CA Toulouse, 4e ch. soc. sect. 2, 8 avril 2005, n° 03-05602

TOULOUSE

Arrêt

PARTIES

Demandeur :

Queva (Epoux)

Défendeur :

Babou (SAS)

COMPOSITION DE LA JURIDICTION

Président :

M. Darde

Conseillers :

MM. Pesso, Rimour

Avoué :

SCP Cantaloube-Ferrieu Cerri

Avocats :

Me Castagnon, SCP Cohen-Thevenin-Charbit

Cons. prud'h. Toulouse, du 9 oct. 2003

9 octobre 2003

Faits et procédure

Après avoir été salariés de la SA Eurotextile devenue SAS Babou, propriétaire d'une multitude de fonds de commerce sur toute la France, les époux Queva devenaient co-gérants d'une SARL Queva Epinay, puis Queva Roques à laquelle la SAS Babou confiait le 19 mai 1998 un mandat de gestion annulé et remplacé par une autre convention du 28 novembre 2000, ayant pour objet le mandat de vendre pour son compte les articles de son fonds de commerce de Roques-sur-Garonne.

Invoquant un manquement du mandataire à ses obligations contractuelles, la SA Eurotextile assignait la SARL Queva Roques devant le Tribunal de commerce de Toulouse le 14 février 2002 pour constater la résiliation du mandat aux torts du mandataire.

Par jugement du 12 décembre 2002, la SARL Queva Roques était placée en liquidation judiciaire.

Par jugement du 1er mars 2004, le tribunal de commerce, se fondant sur le jugement du 9 octobre 2003 du Conseil de prud'hommes de Toulouse saisi par les époux Queva comme dit ci-après, retenait la validité du mandat et estimait justifiée sa résiliation par la société Eurotextile, fixant ainsi la créance de réparation à inscrire au passif de la SARL Queva Roques.

Le 19 février 2002, Olivier Queva saisissait le Conseil de prud'hommes de Toulouse pour faire juger qu'il était lié à la SA Eurotextile par un contrat de travail et obtenir le paiement de dommages-intérêts pour licenciement sans cause réelle et sérieuse, un rappel de salaire pour heures supplémentaires et d'indemnité de repos compensateur.

Valérie Queva, son épouse, saisissait le même conseil de prud'hommes le 23 mai 2002 aux mêmes fins, outre des indemnités de préavis et de licenciement.

Ils se prévalaient tous deux du caractère purement fictif de la SARL Queva Roques. Par jugement en date du 9 octobre 2003, le conseil de prud'hommes, après jonction des instances, constatant l'absence de fictivité de la société Queva Roques :

- a débouté les requérants de l'intégralité de leur demande,

- les a condamnés aux entiers dépens,

- a débouté la SA Babou de sa demande au titre de l'article 700 du nouveau Code de procédure civile.

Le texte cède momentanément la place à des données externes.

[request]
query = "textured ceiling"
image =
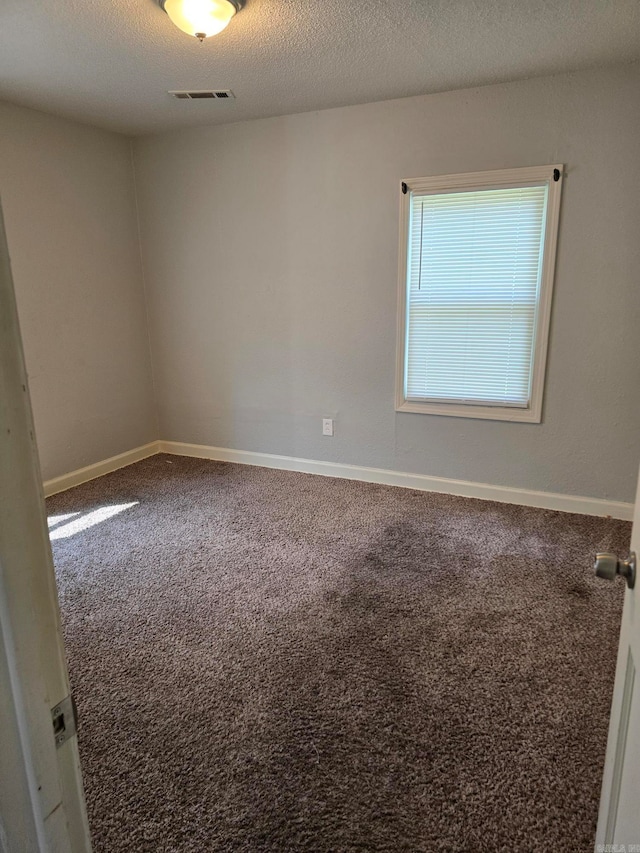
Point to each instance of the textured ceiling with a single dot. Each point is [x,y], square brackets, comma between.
[111,62]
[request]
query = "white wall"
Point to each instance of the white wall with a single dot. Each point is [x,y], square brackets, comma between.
[270,251]
[69,203]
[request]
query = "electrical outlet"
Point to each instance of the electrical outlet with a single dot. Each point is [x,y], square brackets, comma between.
[327,426]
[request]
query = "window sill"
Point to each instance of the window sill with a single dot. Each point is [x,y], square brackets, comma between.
[494,413]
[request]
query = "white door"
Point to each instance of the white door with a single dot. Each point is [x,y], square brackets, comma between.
[42,806]
[619,818]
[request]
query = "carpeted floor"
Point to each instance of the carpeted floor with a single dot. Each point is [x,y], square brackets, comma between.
[270,661]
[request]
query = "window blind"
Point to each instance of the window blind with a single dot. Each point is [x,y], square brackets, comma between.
[474,272]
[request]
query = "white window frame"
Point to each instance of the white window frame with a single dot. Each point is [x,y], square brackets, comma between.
[500,179]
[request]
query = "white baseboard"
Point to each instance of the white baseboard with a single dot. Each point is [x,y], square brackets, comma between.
[422,482]
[90,472]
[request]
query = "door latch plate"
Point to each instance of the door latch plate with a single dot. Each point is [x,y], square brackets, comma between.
[65,720]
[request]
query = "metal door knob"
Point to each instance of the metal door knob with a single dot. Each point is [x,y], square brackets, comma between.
[607,566]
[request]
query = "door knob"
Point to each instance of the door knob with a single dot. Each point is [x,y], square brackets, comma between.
[608,566]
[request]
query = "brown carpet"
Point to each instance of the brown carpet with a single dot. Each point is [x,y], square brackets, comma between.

Par déclaration au greffe du 25 novembre 2003, M. Olivier Queva et Mme Valérie Queva ont interjeté appel de ce jugement qui leur a été notifié le 10 novembre 2003.

Prétentions et moyens des parties

M. Olivier Queva et Mme Valérie Queva concluent à la réformation du jugement entrepris et demandent à la cour :

In limine litis et à titre principal :

- de surseoir à statuer dans l'attente de la décision du juge pénal prévue après l'instruction en cours pour travail dissimulé.

Subsidiairement,

- de constater l'existence d'un lien de subordination et donc d'un travail salarié dissimulé entre eux et la société Babou.

Surabondamment,

- d'appliquer les dispositions du Code du travail et de condamner la SA Babou au paiement pour chacun des époux et à titre provisionnel de :

* 80 000 euro au titre des heures supplémentaires effectuées et du repos compensateur

* 80 000 euro à titre de dommages et intérêts pour licenciement abusif,

* 10 000 euro au titre de l'indemnité compensatrice de préavis

* 5 000 euro au titre de l'indemnité conventionnelle de licenciement,

* 40 000 euro à titre de dommages et intérêts pour non-déclaration de salariés et pour privation des indemnités de chômage en résultant ;

- la condamner au paiement de la somme de 8 000 euro au titre des frais irrépétibles et aux entiers dépens ;

- désigner un expert pour déterminer le nombre des heures travaillées de mars 1998 à février 2002 et le salaire correspondant.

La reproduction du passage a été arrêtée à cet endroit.